Maybe Gollum will get better in post-launch updates. Maybe it won’t. I’m sure the developers working on the game didn’t want things to go this way. In the meantime, here’s what other reviews are saying about possibly the worst Lord of the Rings game ever:
Though the gameplay is, more often than not, too easy, you are significantly hindered by Gollum’s stats. Your stamina, which is required for running and climbing certain objects, depletes quickly and reloads at a snail’s pace. Your health is similarly fragile; you take fall damage from sometimes hilariously low heights, and resources to replenish HP (worms and mushrooms, mostly) are few and far between. There are no new abilities or upgrades to unlock in the game. While it is a potentially interesting idea to reflect Gollum’s withered nature in the character’s lowly base stats, it ends up playing out more like an annoyance than a meaningful storytelling device.
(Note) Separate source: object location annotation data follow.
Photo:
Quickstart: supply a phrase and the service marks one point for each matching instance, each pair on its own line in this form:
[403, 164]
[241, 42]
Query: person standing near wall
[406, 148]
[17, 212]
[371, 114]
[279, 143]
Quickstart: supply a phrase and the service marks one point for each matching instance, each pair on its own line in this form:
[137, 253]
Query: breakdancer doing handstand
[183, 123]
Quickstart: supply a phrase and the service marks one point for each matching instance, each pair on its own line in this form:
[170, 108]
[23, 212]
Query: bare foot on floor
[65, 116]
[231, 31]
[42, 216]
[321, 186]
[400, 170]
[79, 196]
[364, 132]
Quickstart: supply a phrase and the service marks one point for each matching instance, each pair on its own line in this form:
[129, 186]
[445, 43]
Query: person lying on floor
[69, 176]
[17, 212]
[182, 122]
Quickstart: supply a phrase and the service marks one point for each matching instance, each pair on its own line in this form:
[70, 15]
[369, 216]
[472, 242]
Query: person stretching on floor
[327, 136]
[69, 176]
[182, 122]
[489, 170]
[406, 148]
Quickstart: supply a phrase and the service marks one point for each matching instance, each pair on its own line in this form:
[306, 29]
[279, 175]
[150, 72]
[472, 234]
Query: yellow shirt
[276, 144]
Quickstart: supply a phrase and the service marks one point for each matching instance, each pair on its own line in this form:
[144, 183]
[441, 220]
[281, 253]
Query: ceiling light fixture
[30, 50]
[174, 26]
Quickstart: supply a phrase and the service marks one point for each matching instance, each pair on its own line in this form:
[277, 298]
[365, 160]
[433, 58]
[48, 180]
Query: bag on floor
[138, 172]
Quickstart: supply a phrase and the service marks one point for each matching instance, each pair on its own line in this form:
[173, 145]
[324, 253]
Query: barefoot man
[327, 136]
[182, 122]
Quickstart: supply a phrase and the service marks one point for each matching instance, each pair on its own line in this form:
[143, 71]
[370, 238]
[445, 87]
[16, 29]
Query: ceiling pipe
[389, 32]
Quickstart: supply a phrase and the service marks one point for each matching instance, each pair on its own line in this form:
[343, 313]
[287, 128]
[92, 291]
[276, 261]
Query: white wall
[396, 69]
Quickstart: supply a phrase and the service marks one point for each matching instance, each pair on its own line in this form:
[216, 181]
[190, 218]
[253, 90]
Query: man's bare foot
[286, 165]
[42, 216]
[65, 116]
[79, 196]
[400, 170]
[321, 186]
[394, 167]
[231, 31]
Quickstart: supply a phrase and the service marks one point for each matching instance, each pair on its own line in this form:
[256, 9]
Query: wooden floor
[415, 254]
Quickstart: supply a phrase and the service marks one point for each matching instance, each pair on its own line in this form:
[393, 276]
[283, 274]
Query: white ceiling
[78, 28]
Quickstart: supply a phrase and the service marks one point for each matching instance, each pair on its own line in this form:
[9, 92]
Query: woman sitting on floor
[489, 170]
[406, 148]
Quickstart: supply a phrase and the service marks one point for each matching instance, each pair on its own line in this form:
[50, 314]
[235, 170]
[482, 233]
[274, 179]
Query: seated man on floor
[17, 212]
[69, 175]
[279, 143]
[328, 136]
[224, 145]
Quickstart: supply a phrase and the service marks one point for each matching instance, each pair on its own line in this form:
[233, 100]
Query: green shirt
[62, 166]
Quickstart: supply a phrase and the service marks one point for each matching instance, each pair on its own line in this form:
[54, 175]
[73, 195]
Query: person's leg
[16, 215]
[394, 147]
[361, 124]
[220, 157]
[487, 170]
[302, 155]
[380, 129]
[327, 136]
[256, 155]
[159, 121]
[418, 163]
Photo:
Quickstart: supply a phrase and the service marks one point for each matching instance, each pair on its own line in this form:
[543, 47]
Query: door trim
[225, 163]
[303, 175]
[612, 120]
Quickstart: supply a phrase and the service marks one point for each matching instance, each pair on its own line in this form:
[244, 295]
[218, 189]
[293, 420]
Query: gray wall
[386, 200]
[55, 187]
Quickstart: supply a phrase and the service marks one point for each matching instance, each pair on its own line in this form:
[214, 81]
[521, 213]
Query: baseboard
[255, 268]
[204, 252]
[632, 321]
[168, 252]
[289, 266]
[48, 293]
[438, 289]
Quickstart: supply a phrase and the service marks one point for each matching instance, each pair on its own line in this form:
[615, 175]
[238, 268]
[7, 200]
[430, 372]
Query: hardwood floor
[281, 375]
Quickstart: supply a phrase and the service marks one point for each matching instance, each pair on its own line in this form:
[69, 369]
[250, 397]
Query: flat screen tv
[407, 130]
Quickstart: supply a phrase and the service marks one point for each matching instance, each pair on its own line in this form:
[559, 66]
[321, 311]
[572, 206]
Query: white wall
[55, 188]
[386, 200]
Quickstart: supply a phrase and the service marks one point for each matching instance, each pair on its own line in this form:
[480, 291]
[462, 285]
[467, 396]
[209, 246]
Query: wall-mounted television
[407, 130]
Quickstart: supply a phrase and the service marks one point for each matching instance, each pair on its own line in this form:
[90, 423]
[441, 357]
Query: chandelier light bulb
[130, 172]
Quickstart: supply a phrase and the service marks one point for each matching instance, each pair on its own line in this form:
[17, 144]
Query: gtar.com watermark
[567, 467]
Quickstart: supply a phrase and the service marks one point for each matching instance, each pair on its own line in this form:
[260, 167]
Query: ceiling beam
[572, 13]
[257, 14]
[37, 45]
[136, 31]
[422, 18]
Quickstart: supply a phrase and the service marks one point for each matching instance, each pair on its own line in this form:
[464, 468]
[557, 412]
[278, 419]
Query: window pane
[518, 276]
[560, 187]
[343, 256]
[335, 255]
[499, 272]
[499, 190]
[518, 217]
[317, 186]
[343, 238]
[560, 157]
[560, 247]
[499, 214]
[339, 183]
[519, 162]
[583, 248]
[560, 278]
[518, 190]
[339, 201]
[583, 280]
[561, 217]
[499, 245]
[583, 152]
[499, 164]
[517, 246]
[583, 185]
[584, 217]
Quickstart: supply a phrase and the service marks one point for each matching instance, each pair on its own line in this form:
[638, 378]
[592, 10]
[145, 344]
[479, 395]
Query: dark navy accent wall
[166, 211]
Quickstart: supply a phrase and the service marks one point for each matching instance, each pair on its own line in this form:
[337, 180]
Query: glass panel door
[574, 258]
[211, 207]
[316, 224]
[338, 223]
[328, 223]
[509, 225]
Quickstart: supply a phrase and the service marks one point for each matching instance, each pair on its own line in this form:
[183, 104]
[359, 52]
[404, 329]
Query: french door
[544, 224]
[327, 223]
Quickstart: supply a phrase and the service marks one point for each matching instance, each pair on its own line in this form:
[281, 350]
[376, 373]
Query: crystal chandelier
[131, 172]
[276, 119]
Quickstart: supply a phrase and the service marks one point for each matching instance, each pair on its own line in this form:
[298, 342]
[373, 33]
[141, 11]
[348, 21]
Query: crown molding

A better question is: “Why did you make this video game about Gollum?” If you’re gonna make a simulation game about a Wretched Creature in a Wretched Situation, it’s either got to be meaningful and immersive, or it’s gotta have a Heeheehoohoo Factor. Based on trailers and certain hints in the opening hours of Gollum, I know that there’s gameplay on the other side of Mordor in store. But the lack of personality has already sealed my save file’s doom (doom, drums in the deep). I’ve seen these orcs before; I’ve seen this Mordor before. It’s a version of Middle-earth played utterly straight, but without the creativity or flexibility to maintain immersion.
It’s heart-breaking. Gollum has lovely design moments and a real sense of pluck to it – of a team reaching to do justice to something they love. But it has too many problems, and only some of them can be sorted with patches. It’s too often a well-intentioned mess, and one which I can tell talented people have poured their lives into. So in a perverse way I guess it really does have that air of melancholy that so often drifts through Tolkien.
The Lord of the Rings: Gollum is the worst thing I’ve played this year. In fact, it’s the worst thing I’ve played in a long time.
Thankfully, the narrative half carried Gollum for me. Whenever it’s not being a sneaky platformer, Gollum impressed me as a work of interactive Tolkien fanfic, not unlike 2021’s Guardians Of The Galaxy in its walk-and-talk formula punctuated by action. As with Guardians, it’s set against some gorgeous backdrops, and while characters are often animated stiffly (especially in dialogue), the script held my attention well. It dissects Gollum and why he remains an outsider despite any best efforts from himself or potential friends.
But even these moments of spectacle can’t hide what is ultimately a very dull game. It’s also quite janky, and I spotted plenty of canned animation loops, characters getting stuck in scenery, and Gollum clipping or jittering through the environment on several occasions to name just a few. But even if it were technically sound, Gollum is simply a game that fails to expand the world of Middle-earth in any meaningful way. There are glimmers of something here, but like the ring itself, this is best chucked into the bowels of Mount Doom and forgotten about forever.